Move to adaptor backend #298

nathanjmcdougall · 2024-08-13T10:26:53Z

To set us up for #263 and #254.

At @machow's suggestion here: #263 (comment)
I definitely agree this is definitely a nicer way of doing things.

pins/boards.py

nathanjmcdougall · 2024-08-13T10:57:34Z

pins/tests/_databackend/LICENSE

@@ -0,0 +1,21 @@
+MIT License


Technically complying with MIT requires distributing the license

The above copyright notice and this permission notice shall be included in all
copies or substantial portions of the Software.

Actually this probably needs to be moved out of tests because I'm not sure if that gets included in the wheel build (I think it doesn't).

The tests directory does get included in the wheel build!
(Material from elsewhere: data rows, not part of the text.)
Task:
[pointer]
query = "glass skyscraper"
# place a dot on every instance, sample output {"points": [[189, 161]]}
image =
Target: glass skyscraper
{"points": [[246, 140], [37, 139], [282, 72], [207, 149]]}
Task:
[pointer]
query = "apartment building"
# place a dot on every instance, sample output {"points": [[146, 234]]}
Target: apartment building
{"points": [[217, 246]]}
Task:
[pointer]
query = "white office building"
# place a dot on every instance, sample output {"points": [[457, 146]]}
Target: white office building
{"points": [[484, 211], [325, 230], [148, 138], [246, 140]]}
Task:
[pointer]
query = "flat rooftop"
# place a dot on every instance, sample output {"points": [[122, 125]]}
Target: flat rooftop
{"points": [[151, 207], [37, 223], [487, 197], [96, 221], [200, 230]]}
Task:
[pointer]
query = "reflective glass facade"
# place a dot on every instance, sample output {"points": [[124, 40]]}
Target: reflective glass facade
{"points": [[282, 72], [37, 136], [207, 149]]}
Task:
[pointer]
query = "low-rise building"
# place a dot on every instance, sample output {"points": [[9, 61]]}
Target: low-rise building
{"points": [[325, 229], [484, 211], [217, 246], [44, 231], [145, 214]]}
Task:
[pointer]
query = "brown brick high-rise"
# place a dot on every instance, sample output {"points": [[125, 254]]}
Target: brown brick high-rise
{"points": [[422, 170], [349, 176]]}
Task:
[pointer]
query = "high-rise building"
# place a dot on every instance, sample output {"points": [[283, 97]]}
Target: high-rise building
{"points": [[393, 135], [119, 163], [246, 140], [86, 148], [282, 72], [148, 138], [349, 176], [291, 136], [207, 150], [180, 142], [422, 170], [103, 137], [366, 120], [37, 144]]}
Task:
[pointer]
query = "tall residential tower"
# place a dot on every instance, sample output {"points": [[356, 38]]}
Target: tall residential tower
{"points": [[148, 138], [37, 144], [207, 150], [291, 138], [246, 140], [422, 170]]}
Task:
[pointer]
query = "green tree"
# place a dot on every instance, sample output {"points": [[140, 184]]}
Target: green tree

I'm not entirely sure where this file should be, but it might be easier to not vendor in this package, if possible 😄

pins/_adaptors.py

+from abc import abstractmethod
+from typing import TYPE_CHECKING, Any, ClassVar, TypeAlias, overload
+
+from typing_extensions import Self


isabelizimm · 2024-08-20T21:46:35Z

I would prefer to not vendor in all of databackend; @machow, wdyt of putting the latest GH release on PyPI? It looks like there is just v0.0.1 on PyPI due to some sort of auth-y error in CI releasing 0.0.2? We can maybe pair through this together?

isabelizimm · 2024-08-27T21:49:00Z

Okay, we are able to use databackend==0.0.3 now, rather than vendoring it all in 🎉

Various other type improvements

nathanjmcdougall · 2024-08-27T22:42:23Z

Cool, I've rebased away the commit with the vendored code and added the new dependency.

isabelizimm · 2024-12-16T23:52:50Z

paired with @machow, he'll be taking over this PR and associated ones (#254 and #263) for review/next steps!

nathanjmcdougall · 2025-03-25T22:27:33Z

@machow hey, it would be good if you could review this PR sometime. No great rush but I'd really love to get #249.

machow

I'm so sorry for the long wait 😓 -- this is looking really good! I think the 3 small things I thought could benefit from a little tweaking are..

It seems like _Adaptor._d should not be typed as a class variable
_Adaptor.write_json() is overriden in _DfAdaptor in a surprising way (it returns a string), in order to work for data previews. I wonder if the _DFAdaptor version could be renamed to .to_json() to reflect its doing a different job.
save_data() is fed an object pulled from _Adaptor._d but then re-creates the adaptor. Could we allow save_data() to take an adaptor, to prevent this round tripping?

Thanks again for all the work you put into this! If it's useful, I'm happy to pick this up and finish -- especially since so much time has passed, and I've picked up the context again / probably owe it to folks 😭

machow · 2025-04-01T17:27:48Z

pins/_adaptors.py

+    _DataFrame: TypeAlias = _PandasDataFrame
+
+
+class _AbstractPandasFrame(AbstractBackend):


Since the file _adaptors.py starts with an underscore, it seems okay for the contents to not use an underscore (e.g. AbstractPandasFrame).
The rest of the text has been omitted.